Object and place information processing by CA1 hippocampal neurons of C57BL/6J mice

Affiliations

Object and place information processing by CA1 hippocampal neurons of C57BL/6J mice

Herborg N Ásgeirsdóttir et al. J Neurophysiol. .

Abstract

Medial and lateral entorhinal cortices convey spatial/contextual and item/object information to the hippocampus, respectively. Whether the distinct inputs are integrated as one cognitive map by hippocampal neurons to represent location and the objects therein, or whether they remain as parallel outputs, to be integrated in a downstream region, remains unclear. Principal, or complex spike bursting, neurons of hippocampus exhibit location-specific firing, and it is likely that the activity of "place cells" supports spatial memory/navigation in rodents. Consistent with cognitive map theory, the activity of CA1 hippocampal neurons is also critical for nonspatial memory, such as object recognition. However, the degree to which CA1 neuronal activity represents the associations of object-context or object-in-place memory is not well understood. Here, the contributions of mouse CA1 neuronal activity to object recognition memory and the emergence of object-place conjunctive representations were tested using in vivo recordings and functional inactivation. Independent of arena configuration, CA1 place fields were stable throughout testing and object-place representations were not identified in CA1, although the number of fields per cell increased during object sessions, and few object-related firing CA1 neurons (nonplace) were recorded.
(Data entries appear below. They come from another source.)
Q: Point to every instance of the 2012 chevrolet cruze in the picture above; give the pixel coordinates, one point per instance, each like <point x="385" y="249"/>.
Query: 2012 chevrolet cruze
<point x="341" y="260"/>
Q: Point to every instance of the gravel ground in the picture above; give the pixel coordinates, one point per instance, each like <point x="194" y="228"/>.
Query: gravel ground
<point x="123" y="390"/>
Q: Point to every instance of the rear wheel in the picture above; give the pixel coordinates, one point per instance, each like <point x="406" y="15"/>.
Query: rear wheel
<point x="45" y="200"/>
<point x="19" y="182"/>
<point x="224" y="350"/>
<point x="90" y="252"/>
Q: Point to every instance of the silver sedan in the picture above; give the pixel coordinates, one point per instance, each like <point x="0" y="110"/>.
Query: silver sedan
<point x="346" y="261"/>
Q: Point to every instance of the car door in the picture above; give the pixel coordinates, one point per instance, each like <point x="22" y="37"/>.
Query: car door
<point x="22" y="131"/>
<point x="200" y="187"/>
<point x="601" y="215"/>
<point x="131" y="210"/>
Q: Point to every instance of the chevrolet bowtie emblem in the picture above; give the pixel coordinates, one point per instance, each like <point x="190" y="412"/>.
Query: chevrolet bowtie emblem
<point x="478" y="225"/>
The results of the inactivation studies confirmed the significant contribution of CA1 neuronal activity to object recognition memory when a delay of 20 min, but not 5 min, was imposed between encoding and retrieval. Together, our results confirm the delay-dependent contribution of the CA1 region to object memory and suggest that object information is processed in parallel with the ongoing spatial mapping function that is a hallmark of hippocampal memory.NEW & NOTEWORTHY We developed variations of the object recognition task to examine the contribution of mouse CA1 neuronal activity to object memory and the degree to which object-context conjunctive representations are formed during object training. Our results indicate that, within the CA1 region, object information is processed in a parallel but delay-dependent manner, with ongoing spatial mapping.

Keywords: CA1; contextual information; memory; muscimol; object recognition.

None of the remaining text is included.